Explorar as possibilidades narrativas da mídia em questão é o ponto de partida para extrair o máximo da experiência transmídia, expandir o alcance da comunicação, estimulando o espectador a interagir com os conteúdos, integrando-os.
Com este objetivo, a narrativa transmídia vem se estabelecendo como resposta às mudanças que vêm ocorrendo na forma de consumir conteúdo audiovisual. Uma das saídas para a tão profetizada crise dos comerciais de TV, que precisam se renovar para manter a atenção do público cada vez mais dividida com outros meios. O merchandising em novelas e séries, por exemplo, promete se transformar radicalmente.

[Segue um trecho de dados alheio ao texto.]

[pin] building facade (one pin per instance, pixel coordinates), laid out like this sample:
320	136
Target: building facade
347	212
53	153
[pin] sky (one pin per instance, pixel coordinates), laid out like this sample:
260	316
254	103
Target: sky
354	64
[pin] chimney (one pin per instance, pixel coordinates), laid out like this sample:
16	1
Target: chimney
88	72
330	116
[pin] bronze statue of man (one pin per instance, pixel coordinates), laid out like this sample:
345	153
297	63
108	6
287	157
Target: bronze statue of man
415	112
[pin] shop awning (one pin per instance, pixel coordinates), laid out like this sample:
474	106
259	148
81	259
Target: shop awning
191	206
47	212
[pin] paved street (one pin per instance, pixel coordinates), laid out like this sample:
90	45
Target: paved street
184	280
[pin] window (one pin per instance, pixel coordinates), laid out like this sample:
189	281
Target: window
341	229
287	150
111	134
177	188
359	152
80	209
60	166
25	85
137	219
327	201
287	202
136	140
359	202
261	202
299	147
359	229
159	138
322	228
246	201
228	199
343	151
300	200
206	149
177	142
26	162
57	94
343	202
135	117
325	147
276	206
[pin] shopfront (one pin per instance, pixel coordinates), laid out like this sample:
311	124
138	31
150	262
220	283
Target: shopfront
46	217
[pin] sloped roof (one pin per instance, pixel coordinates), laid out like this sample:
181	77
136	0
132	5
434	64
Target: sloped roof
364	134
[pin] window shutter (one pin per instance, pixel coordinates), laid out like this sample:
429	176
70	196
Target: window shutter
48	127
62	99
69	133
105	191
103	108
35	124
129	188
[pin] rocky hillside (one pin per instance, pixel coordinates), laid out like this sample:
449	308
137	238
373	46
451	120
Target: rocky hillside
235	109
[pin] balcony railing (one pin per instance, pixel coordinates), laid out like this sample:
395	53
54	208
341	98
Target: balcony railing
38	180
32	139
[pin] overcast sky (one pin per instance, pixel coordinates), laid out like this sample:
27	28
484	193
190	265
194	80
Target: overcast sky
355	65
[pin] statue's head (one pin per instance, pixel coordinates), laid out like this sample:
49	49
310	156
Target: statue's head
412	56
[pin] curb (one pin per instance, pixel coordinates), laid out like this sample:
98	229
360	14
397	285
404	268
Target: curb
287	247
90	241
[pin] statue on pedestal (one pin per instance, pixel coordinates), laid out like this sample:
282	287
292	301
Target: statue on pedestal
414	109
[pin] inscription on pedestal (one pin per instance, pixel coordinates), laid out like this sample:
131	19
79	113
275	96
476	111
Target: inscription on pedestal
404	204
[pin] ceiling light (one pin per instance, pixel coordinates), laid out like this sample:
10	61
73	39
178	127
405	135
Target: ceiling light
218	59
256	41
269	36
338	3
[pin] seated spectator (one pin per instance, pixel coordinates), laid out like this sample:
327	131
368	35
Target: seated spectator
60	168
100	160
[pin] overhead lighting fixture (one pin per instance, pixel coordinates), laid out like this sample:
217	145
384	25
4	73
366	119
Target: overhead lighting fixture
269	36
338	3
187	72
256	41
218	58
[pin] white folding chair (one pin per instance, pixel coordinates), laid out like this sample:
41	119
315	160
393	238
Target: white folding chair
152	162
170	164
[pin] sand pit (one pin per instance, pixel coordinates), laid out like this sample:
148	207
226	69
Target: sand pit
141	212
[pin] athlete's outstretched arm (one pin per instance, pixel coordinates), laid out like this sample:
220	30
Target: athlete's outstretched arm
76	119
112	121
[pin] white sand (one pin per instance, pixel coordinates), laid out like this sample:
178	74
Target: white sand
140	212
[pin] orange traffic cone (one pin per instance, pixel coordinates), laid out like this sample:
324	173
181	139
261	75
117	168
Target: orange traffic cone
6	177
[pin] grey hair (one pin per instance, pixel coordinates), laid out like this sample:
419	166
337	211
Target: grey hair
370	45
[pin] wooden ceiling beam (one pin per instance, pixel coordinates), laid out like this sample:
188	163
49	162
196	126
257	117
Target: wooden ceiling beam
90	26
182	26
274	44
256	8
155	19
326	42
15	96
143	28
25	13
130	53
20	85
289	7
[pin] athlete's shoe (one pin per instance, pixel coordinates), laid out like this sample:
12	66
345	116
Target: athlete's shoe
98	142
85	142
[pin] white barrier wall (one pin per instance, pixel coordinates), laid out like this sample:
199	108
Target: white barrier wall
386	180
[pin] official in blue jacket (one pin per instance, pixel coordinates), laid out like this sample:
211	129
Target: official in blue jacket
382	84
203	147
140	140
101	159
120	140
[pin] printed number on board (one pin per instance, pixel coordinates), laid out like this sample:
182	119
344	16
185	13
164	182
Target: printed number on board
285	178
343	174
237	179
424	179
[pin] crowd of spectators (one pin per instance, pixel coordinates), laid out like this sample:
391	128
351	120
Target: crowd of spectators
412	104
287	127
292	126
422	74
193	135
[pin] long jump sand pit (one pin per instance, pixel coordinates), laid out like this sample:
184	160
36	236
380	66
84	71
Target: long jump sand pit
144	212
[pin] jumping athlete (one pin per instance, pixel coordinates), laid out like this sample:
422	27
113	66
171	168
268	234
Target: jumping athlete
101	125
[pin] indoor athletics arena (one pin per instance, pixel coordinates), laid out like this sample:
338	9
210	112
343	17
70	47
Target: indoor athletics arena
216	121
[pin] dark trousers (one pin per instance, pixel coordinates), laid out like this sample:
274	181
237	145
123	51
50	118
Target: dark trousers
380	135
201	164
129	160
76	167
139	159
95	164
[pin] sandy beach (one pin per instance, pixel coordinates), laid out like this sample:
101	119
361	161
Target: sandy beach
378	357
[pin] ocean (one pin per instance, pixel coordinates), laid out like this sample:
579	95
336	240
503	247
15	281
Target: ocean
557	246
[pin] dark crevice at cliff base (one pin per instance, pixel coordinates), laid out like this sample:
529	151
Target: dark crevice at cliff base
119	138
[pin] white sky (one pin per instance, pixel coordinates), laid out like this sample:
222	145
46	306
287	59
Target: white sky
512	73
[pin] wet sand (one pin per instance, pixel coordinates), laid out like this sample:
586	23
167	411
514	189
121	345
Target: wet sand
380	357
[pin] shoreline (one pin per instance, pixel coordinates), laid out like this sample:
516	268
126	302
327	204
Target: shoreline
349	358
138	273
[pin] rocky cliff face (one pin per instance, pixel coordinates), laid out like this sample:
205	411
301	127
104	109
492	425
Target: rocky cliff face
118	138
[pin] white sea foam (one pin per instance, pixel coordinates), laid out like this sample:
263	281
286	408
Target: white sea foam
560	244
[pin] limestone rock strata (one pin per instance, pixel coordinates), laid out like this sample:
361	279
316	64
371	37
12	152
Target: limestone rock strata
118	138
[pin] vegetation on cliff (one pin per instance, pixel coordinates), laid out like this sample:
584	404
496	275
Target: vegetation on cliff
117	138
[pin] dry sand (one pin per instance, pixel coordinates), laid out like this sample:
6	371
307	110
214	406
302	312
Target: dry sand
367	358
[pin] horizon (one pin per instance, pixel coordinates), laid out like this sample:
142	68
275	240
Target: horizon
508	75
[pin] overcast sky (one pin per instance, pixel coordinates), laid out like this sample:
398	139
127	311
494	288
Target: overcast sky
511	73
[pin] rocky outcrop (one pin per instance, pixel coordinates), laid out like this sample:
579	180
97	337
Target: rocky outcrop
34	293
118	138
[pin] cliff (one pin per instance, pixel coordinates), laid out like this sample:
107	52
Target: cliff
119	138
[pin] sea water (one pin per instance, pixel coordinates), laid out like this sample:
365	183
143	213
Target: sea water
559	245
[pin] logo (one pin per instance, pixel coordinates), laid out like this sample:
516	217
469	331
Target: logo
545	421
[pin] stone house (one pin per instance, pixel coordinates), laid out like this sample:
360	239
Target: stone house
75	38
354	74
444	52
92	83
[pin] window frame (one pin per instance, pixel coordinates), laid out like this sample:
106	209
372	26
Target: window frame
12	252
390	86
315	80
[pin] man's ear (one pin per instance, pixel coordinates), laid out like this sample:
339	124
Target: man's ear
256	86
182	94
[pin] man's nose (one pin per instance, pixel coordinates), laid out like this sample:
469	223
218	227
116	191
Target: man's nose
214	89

A prática, embora pareça, não é nova em seus fundamentos. A indústria do entretenimento a utiliza desde sempre (“veja o filme, leia o livro, compre o disco“). Aumentar o número de espectadores de um filme ou a base de fãs de uma série de televisão são as utilizações mais comuns da narrativa transmídia. A novidade é usá-la para motivar e enriquecer a experiência do consumidor, fortalecendo a imagem das marcas, estreitando nosso vínculo com elas; bem como para expandir o alcance de campanhas publicitárias e ações de marketing.
Contar e ouvir histórias faz parte da cultura humana desde o tempo das cavernas e está na base de toda forma de comunicação. A narrativa transmídia é a maneira contemporânea de renovar este costume em benefício das marcas, tornando a publicidade ainda mais emocional e envolvente, garantindo sua efetividade.